One mental hospital used an impressive looking electroconvulsive shock machine to successfully  treat depressed patients for many years. However a technician found  that the  machine had never been plugged in properly and it’s success was purely placebo effect.        

 The size of a  pill is also related to its  placebo value. As you  might  expect,  if a  little is good,  a lot is great.  When they feel bad,  most people want the maximum strength  possible.  As comedian Jerry Seinfeld said,   “We want them to figure what dose can  kill  us and then back off just a little.”     

Placebo saline injections even helped some Parkinson  patients in  a study at   theUniversityof British Columbia.  The very brain chemicals that placebos stimulate, may actually help  reduce some  Parkinson Disease  symptoms, such as stiffness and rigidity.  

Placebos  may also be  effective  when people  learn, through association, that a particular experience is routinely followed by a  specific  response.

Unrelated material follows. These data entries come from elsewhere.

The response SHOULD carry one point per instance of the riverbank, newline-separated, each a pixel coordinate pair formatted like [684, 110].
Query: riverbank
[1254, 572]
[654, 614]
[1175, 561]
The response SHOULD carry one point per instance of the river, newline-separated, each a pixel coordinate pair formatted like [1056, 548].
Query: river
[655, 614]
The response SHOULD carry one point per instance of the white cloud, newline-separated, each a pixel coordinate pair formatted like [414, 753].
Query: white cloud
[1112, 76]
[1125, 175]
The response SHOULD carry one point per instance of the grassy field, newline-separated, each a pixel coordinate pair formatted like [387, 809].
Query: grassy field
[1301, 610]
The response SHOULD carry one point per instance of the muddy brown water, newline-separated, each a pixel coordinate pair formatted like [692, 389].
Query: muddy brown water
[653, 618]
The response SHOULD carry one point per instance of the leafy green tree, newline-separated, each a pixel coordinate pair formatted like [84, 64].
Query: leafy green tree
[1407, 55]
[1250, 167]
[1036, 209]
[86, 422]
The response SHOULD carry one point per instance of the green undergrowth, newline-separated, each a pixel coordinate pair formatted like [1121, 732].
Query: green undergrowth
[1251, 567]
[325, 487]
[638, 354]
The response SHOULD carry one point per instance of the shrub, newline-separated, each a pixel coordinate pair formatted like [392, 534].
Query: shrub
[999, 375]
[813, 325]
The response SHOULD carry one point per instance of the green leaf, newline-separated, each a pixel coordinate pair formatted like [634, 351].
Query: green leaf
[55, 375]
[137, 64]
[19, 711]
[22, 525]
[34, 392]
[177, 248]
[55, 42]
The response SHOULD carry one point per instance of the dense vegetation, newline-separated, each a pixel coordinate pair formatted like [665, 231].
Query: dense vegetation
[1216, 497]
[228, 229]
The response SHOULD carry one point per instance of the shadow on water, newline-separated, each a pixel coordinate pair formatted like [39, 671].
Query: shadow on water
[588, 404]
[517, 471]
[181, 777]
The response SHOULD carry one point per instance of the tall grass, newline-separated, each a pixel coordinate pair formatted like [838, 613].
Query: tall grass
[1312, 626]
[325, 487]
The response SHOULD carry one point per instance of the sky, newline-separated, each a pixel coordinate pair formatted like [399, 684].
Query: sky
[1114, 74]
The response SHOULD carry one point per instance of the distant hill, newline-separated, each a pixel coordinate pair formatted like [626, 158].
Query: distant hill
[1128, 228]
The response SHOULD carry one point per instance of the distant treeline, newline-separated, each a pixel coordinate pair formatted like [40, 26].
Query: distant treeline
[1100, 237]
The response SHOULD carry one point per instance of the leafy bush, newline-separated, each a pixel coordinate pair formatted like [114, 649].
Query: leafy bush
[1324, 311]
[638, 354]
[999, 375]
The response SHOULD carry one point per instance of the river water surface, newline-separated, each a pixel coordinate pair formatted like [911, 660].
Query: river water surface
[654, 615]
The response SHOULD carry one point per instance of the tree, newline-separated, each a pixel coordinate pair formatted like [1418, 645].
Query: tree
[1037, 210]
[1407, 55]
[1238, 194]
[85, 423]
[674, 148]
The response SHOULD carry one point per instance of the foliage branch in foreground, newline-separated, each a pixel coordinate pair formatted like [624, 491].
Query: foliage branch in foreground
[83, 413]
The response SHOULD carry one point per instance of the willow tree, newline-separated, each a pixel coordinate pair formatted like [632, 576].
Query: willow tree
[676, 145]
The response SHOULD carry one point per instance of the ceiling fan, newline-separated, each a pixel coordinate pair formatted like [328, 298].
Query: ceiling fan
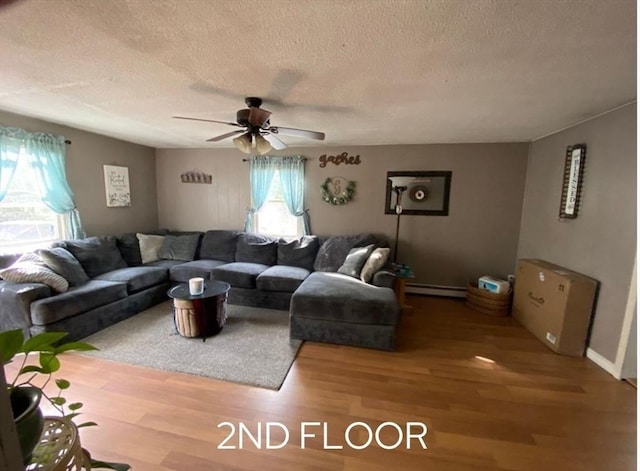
[256, 133]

This is known as classical  conditioning.   In a 1999 study,  patients   received several  injections  of a substance  that quickly depressed their respiration. Later  the  injection of an inactive  substance produced the same results. The  nervous system  had learned to associate all  injections with the depressive response.  

Similarly  when kidney transplant patients were repeatedly given a strong  anti-rejection medication, along with a  distinctly flavored drink,   the drink alone began to have the same beneficial effects as the medication.   Begley says  that this “was like finding that Kool-Aid can prevent organ transplant rejection”.  

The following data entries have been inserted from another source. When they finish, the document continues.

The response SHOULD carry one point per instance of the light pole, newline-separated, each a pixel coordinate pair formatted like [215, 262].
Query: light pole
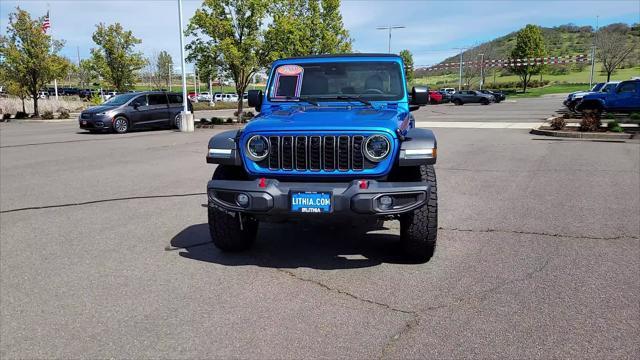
[593, 53]
[481, 70]
[389, 28]
[186, 119]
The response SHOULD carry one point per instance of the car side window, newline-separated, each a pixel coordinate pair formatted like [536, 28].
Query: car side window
[157, 99]
[628, 87]
[175, 99]
[140, 101]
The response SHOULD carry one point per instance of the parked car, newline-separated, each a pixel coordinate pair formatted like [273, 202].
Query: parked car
[446, 97]
[625, 97]
[128, 111]
[435, 97]
[352, 161]
[497, 95]
[574, 98]
[205, 96]
[449, 91]
[470, 97]
[108, 95]
[229, 97]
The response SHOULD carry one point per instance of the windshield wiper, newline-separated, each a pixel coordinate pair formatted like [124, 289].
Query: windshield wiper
[346, 97]
[307, 99]
[301, 98]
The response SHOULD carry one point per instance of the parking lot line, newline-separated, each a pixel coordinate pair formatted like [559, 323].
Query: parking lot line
[477, 125]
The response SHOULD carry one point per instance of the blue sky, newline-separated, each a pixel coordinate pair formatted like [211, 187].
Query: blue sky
[433, 28]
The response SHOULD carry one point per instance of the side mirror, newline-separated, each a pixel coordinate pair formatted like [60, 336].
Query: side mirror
[254, 98]
[419, 95]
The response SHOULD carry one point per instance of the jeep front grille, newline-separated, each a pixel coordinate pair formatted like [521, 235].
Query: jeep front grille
[316, 153]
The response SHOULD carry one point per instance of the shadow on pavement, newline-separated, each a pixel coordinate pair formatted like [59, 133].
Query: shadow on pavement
[297, 245]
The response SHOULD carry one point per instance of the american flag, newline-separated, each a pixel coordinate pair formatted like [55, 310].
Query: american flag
[46, 24]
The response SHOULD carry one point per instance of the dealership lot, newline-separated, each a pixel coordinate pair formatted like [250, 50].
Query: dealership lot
[105, 253]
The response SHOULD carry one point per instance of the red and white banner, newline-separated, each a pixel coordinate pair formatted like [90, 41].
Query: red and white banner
[552, 60]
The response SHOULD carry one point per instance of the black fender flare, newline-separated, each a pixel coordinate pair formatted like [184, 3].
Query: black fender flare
[422, 148]
[223, 148]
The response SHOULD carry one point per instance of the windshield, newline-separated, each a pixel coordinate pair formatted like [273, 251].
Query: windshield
[345, 81]
[120, 99]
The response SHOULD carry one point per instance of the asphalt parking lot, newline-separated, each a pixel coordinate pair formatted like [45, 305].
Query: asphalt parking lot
[105, 252]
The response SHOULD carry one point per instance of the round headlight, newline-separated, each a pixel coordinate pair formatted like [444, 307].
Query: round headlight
[257, 148]
[376, 148]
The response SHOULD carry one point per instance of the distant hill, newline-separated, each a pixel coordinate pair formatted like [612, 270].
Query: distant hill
[563, 40]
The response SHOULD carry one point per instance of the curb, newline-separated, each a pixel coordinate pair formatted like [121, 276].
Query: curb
[229, 126]
[581, 135]
[44, 121]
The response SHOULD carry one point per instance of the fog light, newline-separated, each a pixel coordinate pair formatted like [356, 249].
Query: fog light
[242, 200]
[385, 202]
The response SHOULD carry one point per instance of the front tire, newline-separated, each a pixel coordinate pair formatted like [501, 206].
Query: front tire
[419, 228]
[120, 125]
[230, 231]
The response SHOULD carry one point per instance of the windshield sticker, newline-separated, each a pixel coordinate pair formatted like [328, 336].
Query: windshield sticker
[288, 82]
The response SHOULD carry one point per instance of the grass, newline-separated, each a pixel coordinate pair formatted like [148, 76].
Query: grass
[578, 77]
[11, 105]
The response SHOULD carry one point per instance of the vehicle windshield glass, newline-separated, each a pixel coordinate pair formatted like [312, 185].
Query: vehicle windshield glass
[369, 81]
[120, 99]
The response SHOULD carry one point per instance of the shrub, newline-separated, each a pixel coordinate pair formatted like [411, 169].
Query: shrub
[217, 121]
[590, 122]
[63, 113]
[614, 126]
[96, 99]
[47, 115]
[558, 123]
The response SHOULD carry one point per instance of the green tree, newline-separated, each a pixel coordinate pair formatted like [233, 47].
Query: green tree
[29, 56]
[529, 44]
[306, 27]
[233, 30]
[86, 73]
[164, 64]
[407, 58]
[115, 58]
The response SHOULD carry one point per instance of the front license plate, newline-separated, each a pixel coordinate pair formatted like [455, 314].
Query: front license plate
[311, 202]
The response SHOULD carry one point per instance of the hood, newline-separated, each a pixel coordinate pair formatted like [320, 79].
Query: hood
[579, 94]
[328, 119]
[99, 109]
[594, 95]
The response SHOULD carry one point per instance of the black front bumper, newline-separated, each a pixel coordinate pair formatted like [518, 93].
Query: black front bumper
[273, 198]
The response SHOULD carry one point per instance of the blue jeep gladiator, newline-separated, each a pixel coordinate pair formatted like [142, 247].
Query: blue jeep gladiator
[624, 98]
[334, 140]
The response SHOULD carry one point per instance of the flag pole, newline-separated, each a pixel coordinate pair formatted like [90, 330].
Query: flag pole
[186, 122]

            Harvard psychologist Robert Rosenthal and school principal Lenore  Jacobson  wrote a controversial book in 1968 entitled  Pygmalion in the Classroom about their  study  in which teachers were told  that certain (randomly selected) children had been  scientifically identified as  “late  bloomers”  and would show tremendous academic  progress  in the next school year . The teachers’ expectations were a self-fulfilling  prophecy and the designated  children  showed a tremendous gains in achievement.

This  research demonstrates that, not only our own expectations, but those of others, can result in a significant placebo effect. The story of the unplugged  shock machine also dramatically displays this effect.   In addition to the machine, the expectations of the attending staff  influenced  patients to the point that they  exhibited sham seizures, when they thought shock was bring administered.

The placebo effect is a real testament to the  power of our expectations. It also explains why I still want a big  antibiotic pill every time  I catch a cold,  even  though I know it doesn’t work on viruses.  Maybe I should just eat a cookie instead.